The total proposed school district budget for the next year sits at just under $320 million, a $12.4 million increase from the previous year.

The tax rate is set to decrease by 1.25 percent, from $5.98 per $1,000 of taxable value to $5.91 per $1,000 of taxable value, but in almost all cases, rising assessed property values will mean more school district taxes due this fall.

Taxable property values districtwide increased by $4.5 billion this year.
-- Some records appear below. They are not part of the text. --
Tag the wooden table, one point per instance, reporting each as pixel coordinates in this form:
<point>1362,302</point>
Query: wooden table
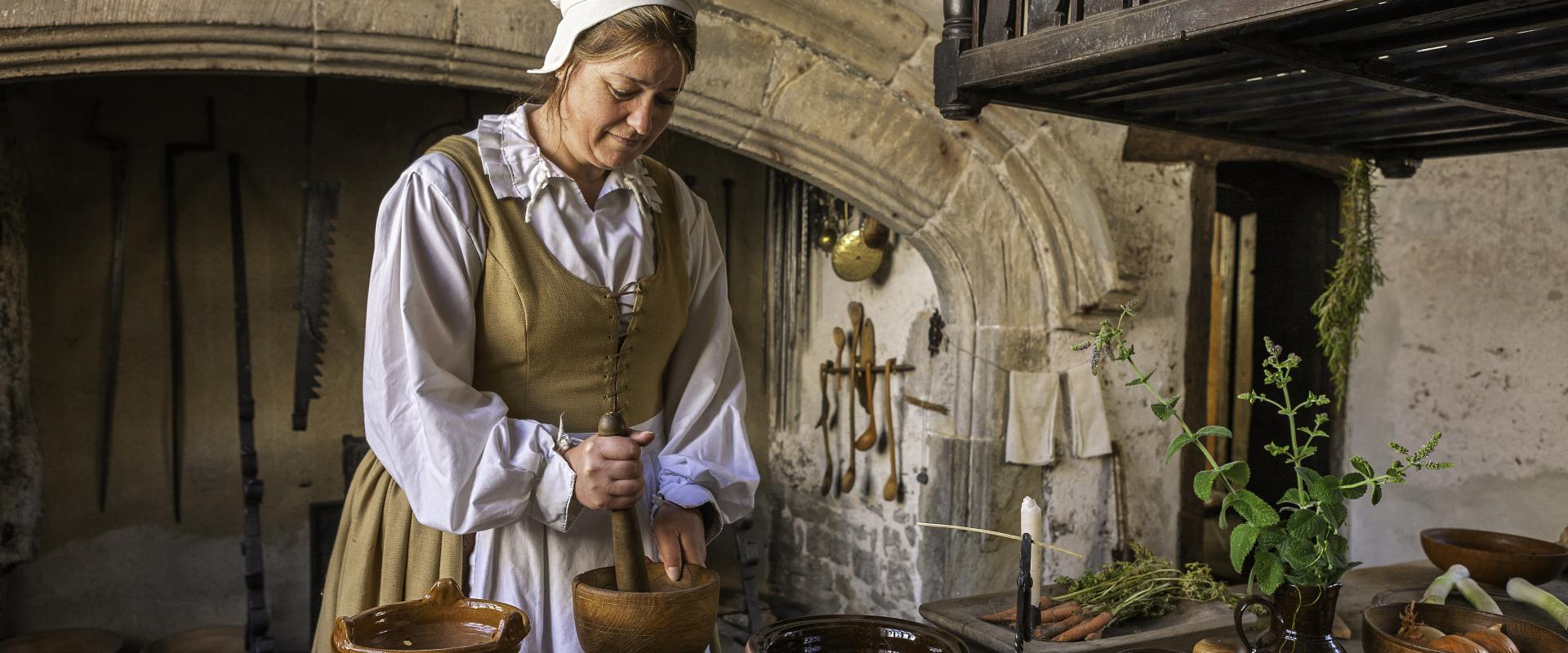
<point>1179,632</point>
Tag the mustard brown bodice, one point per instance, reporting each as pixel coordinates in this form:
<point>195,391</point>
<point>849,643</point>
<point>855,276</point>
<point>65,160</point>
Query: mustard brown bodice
<point>550,344</point>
Island homeowners pay roughly $3,000 in school district property taxes for every half-million dollars in assessed property value.

The budget was designed according to the ACHIEVE 2025 District Strategic Plan, which is packed with jargon like “alignment of academic improvement processes” and “increased focus on programmatic evaluation.” The district says that so far, its strategy has translated to “unprecedented levels of success and growth” on state tests.

Indian River County public schools have improved their state rankings in many subjects and categories – most notably jumping from 46th in the state to 12th in the state on biology end-of-course exam scores, and from 31st in the state to seventh in the state in third-grade English scores.

Of the school district’s $207 million general fund, 70 percent goes to teacher salaries, benefits and personnel costs, including $28.3 million for “talent development and support.” The balance pays for utilities, equipment, supplies and fuel for fleet vehicles.

With its buildings and sports venues aging, the school district’s capital outlay fund is increasing by $7 million this coming year.

Each middle school will get one additional dean, behavior technicians were added for elementary schools, and four ROTC teacher positions for the high schools rounded out new faculty positions in the budget.

The district spends 3 percent of its overall budget on the superintendent’s office, school board offices, communication, engagement and public information.